A white Jewish professor who has posed as a Black woman for years is finally revealing her truth. Jessica Krug, an associate professor at George Washington University; admitted today she is a white Jewish woman after publicly living as a Black/Afro-Latina/Afro-Carribean woman for years, the New York Post reports.
“To an escalating degree over my adult life, I have eschewed my lived experience as a white Jewish child in suburban Kansas City; under various assumed identities within a Blackness that I had no right to claim; first North African Blackness, then US rooted Blackness, then Caribbean rooted Bronx Blackness,” she said.“I have built my life on a violent anti-Black lie, and I have lied in every breath I have taken.”
The Double Life Of Jessica Krug
So all this time even though she’s been living a lie, Krug claims it’s not a double life; she claims, as she has no other life beyond the one she has been living.
“There is no parallel form of my adulthood connected to white people or a white community or an alternative white identity. I have lived this lie, fully, completely, with no exit plan or strategy,” Krug writes. “I have no identity outside of this, I have never developed one.”
Krug said she asks for no forgiveness.

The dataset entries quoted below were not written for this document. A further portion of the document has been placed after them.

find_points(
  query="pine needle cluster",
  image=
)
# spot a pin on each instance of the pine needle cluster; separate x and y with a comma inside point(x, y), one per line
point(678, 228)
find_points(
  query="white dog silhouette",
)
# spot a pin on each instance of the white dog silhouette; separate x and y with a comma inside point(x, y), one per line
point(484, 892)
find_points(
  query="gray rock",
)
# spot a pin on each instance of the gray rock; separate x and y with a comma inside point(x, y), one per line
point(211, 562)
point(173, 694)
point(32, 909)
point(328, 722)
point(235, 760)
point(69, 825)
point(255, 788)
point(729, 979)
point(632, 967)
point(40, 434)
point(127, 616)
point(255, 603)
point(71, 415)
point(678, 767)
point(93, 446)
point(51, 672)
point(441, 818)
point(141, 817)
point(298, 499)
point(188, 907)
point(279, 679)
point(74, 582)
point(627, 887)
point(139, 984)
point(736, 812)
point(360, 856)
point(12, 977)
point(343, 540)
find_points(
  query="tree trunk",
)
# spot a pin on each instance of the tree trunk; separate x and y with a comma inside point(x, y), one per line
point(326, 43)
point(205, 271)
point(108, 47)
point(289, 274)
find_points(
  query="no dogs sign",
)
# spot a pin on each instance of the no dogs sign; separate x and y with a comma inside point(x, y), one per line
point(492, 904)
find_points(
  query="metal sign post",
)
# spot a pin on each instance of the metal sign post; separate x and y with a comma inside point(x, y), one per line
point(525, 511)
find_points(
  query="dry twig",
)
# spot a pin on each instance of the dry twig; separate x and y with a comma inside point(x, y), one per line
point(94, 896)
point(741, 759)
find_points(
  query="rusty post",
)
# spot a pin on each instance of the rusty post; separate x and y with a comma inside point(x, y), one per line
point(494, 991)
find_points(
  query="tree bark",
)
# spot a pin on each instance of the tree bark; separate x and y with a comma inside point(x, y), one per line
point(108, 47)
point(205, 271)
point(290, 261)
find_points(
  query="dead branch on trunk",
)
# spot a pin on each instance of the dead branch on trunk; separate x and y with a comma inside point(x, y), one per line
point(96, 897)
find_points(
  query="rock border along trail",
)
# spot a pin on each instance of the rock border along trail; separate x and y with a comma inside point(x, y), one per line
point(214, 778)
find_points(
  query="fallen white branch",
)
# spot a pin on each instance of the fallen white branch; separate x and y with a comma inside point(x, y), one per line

She blames childhood trauma for causing her to be a “culture leech” but she still doesn’t feel that justifies her choices. Krug admits she has no idea how to move forward.
“Mental health issues likely explain why I assumed a false identity initially, as a youth, and why I continued and developed it for so long,” Krug said. “When I was a teenager fleeing trauma, I could just run away to a new place and become a new person. But this isn’t trauma that anyone imposed on me, this is harm that I have enacted onto so many others. There is nowhere to run. I have ended the life I had no right to live in the first place.”
She says she’s wanted to tell the truth before, but never found the strength.
“I am a coward,” she writes, and then repeats it. “You should absolutely cancel me, and I absolutely cancel myself.”
“I don’t know how to fix this,” she goes on. “I don’t know what to build from here; I don’t know that it is possible to repair a single relationship I have with another person; living or dead, and I don’t believe I deserve the grace or kindness to do so.”